While Obama's supporters dropped by the new operation 436 14th Street to tout their candidate, the senator was actually on the other side of the country, campaigning in South Carolina.

“We need a president that understands,” said Oakland City Councilmember Desley Brooks, “(Who) hasn’t rehearsed the role their whole life.”

Although Obama merchandise was up for sale, Obama’s supporters made it clear that the event was not a fundraiser -- it was just about drumming up more support for the candidate and celebrating.

The opening of this office makes Obama the first candidate to establish a permanent headquarters outside of the first four primary states of Iowa, New Hampshire, South Carolina and Nevada, according to Obama campaign volunteer Guillermo Elenes, 30.

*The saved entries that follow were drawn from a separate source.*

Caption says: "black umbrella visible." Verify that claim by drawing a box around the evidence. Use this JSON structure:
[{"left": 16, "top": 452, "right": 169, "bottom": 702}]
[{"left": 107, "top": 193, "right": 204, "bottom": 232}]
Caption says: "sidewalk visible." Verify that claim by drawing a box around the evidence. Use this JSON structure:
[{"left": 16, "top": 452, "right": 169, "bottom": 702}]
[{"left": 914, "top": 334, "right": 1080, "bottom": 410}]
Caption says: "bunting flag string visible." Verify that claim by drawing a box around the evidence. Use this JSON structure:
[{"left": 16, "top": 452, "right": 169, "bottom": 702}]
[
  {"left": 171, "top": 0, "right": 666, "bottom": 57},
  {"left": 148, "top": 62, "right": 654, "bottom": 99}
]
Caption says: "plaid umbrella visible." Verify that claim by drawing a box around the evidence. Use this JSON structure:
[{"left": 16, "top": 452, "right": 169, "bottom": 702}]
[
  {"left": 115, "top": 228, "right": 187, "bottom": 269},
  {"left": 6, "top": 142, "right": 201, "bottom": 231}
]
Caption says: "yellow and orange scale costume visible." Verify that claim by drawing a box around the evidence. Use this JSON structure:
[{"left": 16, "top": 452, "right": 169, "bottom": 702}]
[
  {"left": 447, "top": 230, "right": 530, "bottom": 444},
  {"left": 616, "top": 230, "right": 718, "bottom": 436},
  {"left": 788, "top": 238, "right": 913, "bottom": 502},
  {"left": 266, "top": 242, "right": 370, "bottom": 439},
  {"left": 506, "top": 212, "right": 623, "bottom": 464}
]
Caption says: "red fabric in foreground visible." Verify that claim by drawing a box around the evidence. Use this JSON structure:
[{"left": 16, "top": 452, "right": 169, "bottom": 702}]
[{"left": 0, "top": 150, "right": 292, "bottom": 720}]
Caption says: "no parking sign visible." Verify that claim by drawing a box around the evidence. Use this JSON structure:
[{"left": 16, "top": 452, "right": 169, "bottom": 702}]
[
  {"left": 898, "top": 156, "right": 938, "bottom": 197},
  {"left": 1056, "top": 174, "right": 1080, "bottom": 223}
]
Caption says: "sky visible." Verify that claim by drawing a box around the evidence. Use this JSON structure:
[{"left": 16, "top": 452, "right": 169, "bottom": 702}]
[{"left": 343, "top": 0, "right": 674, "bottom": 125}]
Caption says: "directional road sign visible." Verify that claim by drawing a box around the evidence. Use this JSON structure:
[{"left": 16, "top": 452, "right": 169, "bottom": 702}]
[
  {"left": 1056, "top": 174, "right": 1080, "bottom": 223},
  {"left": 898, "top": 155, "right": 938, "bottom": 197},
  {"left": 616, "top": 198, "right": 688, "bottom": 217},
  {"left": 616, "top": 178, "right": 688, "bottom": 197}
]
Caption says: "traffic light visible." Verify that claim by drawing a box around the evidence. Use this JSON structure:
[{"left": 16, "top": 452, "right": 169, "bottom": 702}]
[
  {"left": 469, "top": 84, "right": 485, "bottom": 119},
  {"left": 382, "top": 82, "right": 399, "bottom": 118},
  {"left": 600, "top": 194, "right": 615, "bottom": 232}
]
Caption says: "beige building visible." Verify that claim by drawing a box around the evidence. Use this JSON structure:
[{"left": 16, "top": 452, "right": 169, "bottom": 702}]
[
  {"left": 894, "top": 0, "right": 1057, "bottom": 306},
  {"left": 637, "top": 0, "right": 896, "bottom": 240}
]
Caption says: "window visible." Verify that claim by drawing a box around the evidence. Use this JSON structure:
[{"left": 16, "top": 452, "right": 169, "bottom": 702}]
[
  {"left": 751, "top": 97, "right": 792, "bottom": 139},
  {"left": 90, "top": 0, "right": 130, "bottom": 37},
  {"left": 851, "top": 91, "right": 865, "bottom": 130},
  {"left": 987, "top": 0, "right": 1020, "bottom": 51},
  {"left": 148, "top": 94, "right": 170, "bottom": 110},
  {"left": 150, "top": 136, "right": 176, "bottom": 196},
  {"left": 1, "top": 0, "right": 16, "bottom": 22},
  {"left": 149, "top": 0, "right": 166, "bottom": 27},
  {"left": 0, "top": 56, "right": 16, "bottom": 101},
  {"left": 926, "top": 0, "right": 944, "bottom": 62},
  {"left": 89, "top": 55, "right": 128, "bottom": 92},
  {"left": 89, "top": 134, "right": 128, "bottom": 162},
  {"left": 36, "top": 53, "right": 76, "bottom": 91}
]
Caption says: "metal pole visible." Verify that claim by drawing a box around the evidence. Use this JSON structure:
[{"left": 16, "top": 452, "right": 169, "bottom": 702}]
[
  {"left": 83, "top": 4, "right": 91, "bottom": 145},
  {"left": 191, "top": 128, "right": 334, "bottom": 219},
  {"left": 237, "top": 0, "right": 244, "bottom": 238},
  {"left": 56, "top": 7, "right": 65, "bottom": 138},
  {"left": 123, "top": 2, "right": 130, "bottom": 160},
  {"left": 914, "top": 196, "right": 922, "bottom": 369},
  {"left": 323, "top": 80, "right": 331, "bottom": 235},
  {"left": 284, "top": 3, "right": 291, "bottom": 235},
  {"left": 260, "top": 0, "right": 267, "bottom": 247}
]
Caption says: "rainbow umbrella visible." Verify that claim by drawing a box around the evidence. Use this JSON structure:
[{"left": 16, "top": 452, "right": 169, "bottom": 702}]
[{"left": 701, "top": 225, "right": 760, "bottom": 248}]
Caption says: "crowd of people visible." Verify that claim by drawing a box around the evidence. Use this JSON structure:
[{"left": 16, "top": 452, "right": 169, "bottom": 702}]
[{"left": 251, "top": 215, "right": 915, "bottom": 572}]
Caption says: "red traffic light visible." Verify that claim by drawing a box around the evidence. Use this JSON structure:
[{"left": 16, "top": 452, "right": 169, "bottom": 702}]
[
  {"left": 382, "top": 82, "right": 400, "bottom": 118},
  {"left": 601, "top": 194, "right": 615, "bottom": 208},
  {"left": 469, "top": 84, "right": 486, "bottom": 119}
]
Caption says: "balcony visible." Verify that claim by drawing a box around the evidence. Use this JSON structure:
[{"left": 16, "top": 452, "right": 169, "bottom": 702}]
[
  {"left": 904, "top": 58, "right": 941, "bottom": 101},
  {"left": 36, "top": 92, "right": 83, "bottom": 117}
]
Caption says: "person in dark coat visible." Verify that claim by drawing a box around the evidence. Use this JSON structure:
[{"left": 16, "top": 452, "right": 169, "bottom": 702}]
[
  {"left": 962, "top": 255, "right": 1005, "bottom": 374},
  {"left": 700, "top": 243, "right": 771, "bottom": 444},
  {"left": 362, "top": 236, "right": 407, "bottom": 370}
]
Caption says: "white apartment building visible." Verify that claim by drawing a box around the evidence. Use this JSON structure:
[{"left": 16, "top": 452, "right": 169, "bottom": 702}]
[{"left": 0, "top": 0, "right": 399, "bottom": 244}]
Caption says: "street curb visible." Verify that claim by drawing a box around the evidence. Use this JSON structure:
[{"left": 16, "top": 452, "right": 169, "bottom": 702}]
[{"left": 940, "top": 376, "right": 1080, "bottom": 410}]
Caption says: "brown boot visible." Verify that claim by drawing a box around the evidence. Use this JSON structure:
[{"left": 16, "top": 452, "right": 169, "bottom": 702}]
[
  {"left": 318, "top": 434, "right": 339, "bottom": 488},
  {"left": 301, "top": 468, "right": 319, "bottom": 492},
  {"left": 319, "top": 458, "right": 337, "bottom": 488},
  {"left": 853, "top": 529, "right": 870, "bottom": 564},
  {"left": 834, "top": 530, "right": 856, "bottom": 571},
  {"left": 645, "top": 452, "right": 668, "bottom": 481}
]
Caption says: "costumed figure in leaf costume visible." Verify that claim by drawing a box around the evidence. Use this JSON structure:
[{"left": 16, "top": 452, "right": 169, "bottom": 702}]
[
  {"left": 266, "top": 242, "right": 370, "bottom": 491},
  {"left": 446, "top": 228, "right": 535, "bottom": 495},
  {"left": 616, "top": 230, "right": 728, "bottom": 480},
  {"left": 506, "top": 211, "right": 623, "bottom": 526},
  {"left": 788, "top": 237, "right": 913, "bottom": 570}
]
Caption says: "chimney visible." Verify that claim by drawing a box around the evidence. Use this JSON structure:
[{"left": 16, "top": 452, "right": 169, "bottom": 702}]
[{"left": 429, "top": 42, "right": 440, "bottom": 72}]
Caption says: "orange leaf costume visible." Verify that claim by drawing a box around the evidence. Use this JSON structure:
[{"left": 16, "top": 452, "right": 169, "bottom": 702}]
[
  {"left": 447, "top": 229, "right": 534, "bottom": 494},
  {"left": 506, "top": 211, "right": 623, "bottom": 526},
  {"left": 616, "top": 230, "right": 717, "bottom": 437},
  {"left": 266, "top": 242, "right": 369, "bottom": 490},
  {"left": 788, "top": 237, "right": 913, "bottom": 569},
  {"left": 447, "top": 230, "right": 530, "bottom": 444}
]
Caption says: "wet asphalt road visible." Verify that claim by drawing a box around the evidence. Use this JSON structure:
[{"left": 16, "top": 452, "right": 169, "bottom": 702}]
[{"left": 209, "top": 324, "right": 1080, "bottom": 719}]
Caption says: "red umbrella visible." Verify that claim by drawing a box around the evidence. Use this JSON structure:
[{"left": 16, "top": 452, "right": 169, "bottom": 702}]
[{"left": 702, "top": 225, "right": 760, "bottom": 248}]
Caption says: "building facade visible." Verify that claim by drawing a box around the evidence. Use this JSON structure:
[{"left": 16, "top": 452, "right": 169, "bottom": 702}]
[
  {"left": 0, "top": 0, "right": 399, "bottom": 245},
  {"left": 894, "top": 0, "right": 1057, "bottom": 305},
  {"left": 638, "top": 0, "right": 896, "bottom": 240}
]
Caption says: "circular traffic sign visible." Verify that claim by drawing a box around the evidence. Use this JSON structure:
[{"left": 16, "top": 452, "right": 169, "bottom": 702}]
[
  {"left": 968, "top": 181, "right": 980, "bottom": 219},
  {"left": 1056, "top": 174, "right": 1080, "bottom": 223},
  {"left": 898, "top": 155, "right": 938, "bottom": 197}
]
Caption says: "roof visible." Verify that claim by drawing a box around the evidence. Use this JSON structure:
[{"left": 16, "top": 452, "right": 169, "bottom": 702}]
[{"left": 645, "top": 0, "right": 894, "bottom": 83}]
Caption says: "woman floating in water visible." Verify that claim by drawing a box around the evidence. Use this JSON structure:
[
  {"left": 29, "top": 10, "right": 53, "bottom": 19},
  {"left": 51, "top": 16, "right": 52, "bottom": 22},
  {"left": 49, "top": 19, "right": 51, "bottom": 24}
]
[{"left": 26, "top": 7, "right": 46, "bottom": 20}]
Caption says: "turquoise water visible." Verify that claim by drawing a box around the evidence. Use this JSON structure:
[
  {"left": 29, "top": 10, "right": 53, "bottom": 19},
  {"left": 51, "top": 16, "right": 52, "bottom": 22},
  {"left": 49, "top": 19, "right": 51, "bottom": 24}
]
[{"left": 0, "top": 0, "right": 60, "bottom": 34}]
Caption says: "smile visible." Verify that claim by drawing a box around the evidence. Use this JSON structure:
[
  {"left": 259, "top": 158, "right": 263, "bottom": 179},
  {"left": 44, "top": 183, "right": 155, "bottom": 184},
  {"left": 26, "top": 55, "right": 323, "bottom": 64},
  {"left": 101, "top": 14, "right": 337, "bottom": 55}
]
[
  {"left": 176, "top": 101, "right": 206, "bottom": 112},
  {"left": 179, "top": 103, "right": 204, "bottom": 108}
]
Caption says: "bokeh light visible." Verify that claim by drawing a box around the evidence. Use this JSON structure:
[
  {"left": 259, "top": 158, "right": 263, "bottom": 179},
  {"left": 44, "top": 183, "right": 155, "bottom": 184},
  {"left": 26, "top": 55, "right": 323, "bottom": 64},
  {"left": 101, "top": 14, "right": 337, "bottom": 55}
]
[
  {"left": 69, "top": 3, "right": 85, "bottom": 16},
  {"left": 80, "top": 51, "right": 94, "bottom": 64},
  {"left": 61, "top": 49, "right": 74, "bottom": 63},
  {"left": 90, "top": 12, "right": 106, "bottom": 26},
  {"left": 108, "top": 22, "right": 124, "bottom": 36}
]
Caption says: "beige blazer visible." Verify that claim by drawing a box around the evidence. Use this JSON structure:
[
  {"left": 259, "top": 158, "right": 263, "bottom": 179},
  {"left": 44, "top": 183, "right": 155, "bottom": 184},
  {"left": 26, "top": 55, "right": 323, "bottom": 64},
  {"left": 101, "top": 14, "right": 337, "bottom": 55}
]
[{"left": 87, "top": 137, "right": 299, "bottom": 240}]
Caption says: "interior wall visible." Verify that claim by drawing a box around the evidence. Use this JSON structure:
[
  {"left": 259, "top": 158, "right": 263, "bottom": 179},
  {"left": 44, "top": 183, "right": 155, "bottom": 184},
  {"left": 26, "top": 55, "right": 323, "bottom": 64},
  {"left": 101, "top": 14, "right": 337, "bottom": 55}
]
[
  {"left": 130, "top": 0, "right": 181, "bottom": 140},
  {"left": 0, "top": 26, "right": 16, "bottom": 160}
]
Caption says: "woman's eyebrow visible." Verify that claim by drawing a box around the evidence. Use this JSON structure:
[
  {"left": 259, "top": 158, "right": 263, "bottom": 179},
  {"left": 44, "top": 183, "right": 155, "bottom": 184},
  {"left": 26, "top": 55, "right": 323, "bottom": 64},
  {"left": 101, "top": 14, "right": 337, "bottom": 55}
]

“There’s a lot of support from this community,” Buffy Wicks, California Field Director for the Obama campaign, said. “This community represents the best of this country and Barack Obama really speaks to this community.”

Wicks described the office as a “hub of grassroots action,” a place to train future leaders. expects a large student contingent.

“It’s small but it taps into the real multicultural and multiracial feel,” supporter Amanda Morrison, 32, said. “It taps into the heart of Oakland.”

The facility is intended to be a community service organization, a place of learning for young students and Obama’s central command center when he’s in Northern California, Elenes said.

“We’re here as outreach to work with the community,” Elenes said “this is a community involvement event. A grass root movement.”

Several hundred people attended Obama’s event and many seemed to have mistook the red, white and blue balloon arches for Clinton’s 14,000-strong rally.

Others came to listen to the hip-hop group Blackalicious and a former member of hit R&B group Tony! Toni! Tone!, D’wayne Wiggins.

The music and chaos attracted Mario Garcia, 27, who was in the area for Hillary Clinton’s rally.

It’s important to have “somebody new” and any change in administration, Clinton-supporter Garcia said. “Even though he seems a little inexperienced, he seems like an honest and decent man.”

The list of staunch supporters included 21-year-old Natalie Rojas, a University of California, Santa Cruz student who said “Obama has consistently taken a stance against the Iraq War since 2002.”

Obama and Clinton are both well-received with their promises of ending the presence of US Military in Iraq.

“I definitely think we need a change in the White House,” Tara Lee, 30, said. “He’s been outspoken against (the Iraq War) since the beginning.”

“I will more enthusiastically support Obama,” Morrison said, but she added that she would support any Democratic candidate.

Laid out on the sidewalk were dozens of shirts with Obama’s likeness or hats embroidered with “Obama Mama”, “Obama’s Homeboy”, and even “Obamagasm.”